Francine vit tous les chefs, sur quelques mots de Montauran, s’empressant de cacher leurs armes, les cartes et tout ce qui pouvait éveiller les soupçons des officiers républicains ; quelques-uns quittèrent de larges ceintures de peau contenant des pistolets et des couteaux de chasse. Le marquis recommanda la plus grande discrétion, et sortit en s’excusant sur la nécessité de pourvoir à la réception des hôtes gênants que le hasard lui donnait. Mademoiselle de Verneuil, qui avait levé ses pieds vers le feu en s’occupant à les chauffer, laissa partir Mautauran sans retourner la tête, et trompa l’attente des assistants, qui tous désiraient la voir. Francine fut donc seule témoin du changement que produisit dans l’assemblée le départ du jeune chef. Les gentilshommes se groupèrent autour de la dame inconnue, et, pendant la sourde conversation qu’elle tint avec eux, il n’y en eut pas un qui ne regardât à plusieurs reprises les deux étrangères.

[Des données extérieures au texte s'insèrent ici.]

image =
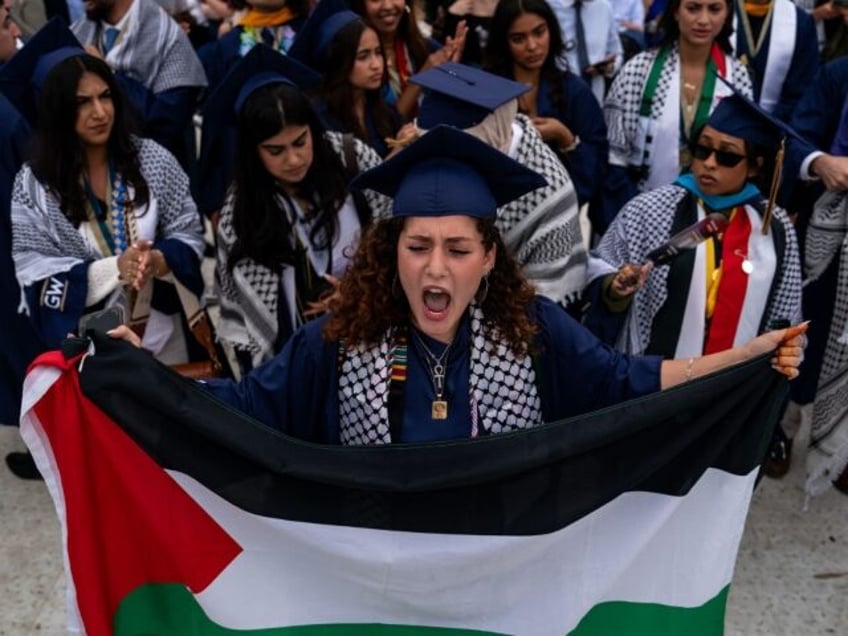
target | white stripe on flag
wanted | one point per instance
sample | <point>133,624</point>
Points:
<point>641,547</point>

— Vous connaissez Montauran, leur disait-elle, il s’est amouraché en un moment de cette fille, et vous comprenez bien que, dans ma bouche, les meilleurs avis lui ont été suspects. Les amis que nous avons à Paris, messieurs de Valois et d’Esgrignon d’Alençon, tous l’ont prévenu du piége qu’on veut lui tendre en lui jetant à la tête une créature, et il se coiffe de la première qu’il rencontre ; d’une fille qui, suivant des renseignements que j’ai fait prendre, s’empare d’un grand nom pour le souiller, qui, etc., etc.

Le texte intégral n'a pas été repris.